Merchant next teamed up with the Austin brothers, Len and Alby, and in 1945 they were featured at Blackpool with other clowns such as Coco. Merchant returned to Blackpool two years later with Charlie Cairoli, whose simple style of make-up he afterwards imitated.
He and the Austins next worked with Chipperfield's Circus for two years before parting company. Merchant then appeared as a reprise clown with Bertram Mills, playing Olympia in London each winter until 1964, and touring with the show's travelling circus until it closed the same year.
He was often teamed with the Mills circus's other principal midget clown of the post-war years, Nikki, and the two were regularly billed as "Britain's funniest 'little fellows' ", as dwarves were known in circus parlance. On one occasion they appeared with the ringmaster Frank Foster in a skit in which Foster, dressed in drag, played Brunhilde, while Nikki wore Robin Hood garb and Little Billy was a diminutive Norseman.
Although Merchant was offered a place with the Moscow State Circus, in 1965 he retired from show business and went to live with friends in Reading. This interlude did not last long, however, as his former colleague at Mills, Jacko Fossett, found himself in need of another partner.
Fossett had joined Cirkus Schumann in Copenhagen after Mills had folded, and when Schumann's long-serving dwarf clown Kiki retired in 1968, Merchant was persuaded to team up with Fossett and Antonio (Schumann's other in-house midget clown).
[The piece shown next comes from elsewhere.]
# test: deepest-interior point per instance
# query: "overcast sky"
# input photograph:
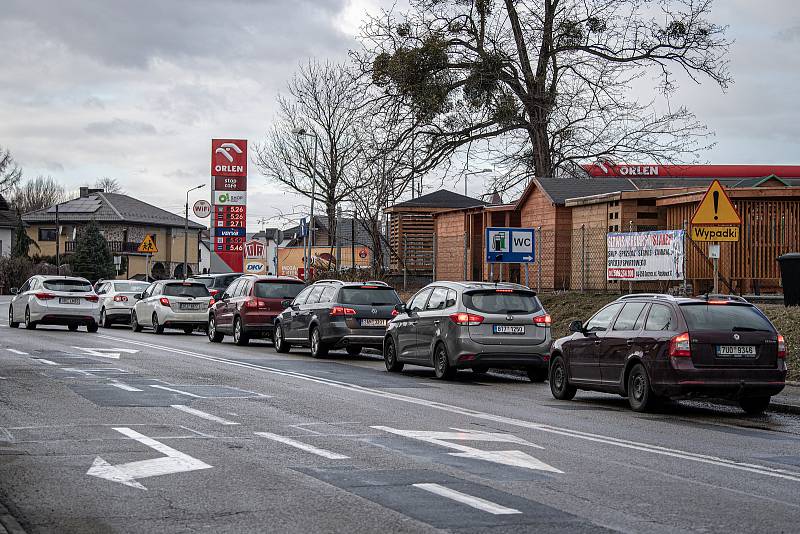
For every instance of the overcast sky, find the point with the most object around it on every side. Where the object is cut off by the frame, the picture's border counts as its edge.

After Schumann's was also forced to close, the trio went to Cirkus Benneweis in Denmark. In the years that followed, Little Billy and Jacko Fossett enjoyed great success together on the continent with Cirkus Krone in Munich and at the Stadthalle in Vienna, as well as in Puerto Rico.
They regularly returned to Britain for television shows featuring Chipperfield's and Billy Smart's circuses, and often played winter seasons at the Belle Vue Circus, Manchester. They also spent six summers working at the Great Yarmouth Hippodrome.
In 1978, Merchant and Fossett won an award at the annual Clown Festival held at Blankenberge, Belgium. Merchant retired again to Reading after the end of that year's winter season at Belle Vue.
In the 1980s, he moved to Skegness, where he and Fossett eventually lived in the same nursing home. On occasions they also found themselves in neighbouring beds when ill health necessitated hospital treatment for both, though in all their years together they never exchanged a cross word. Fossett called him "the best partner I have ever had, and the one with whom I never had an argument."
Merchant was the recipient of a lifetime achievement award from the Circus Friends' Association of Great Britain last year.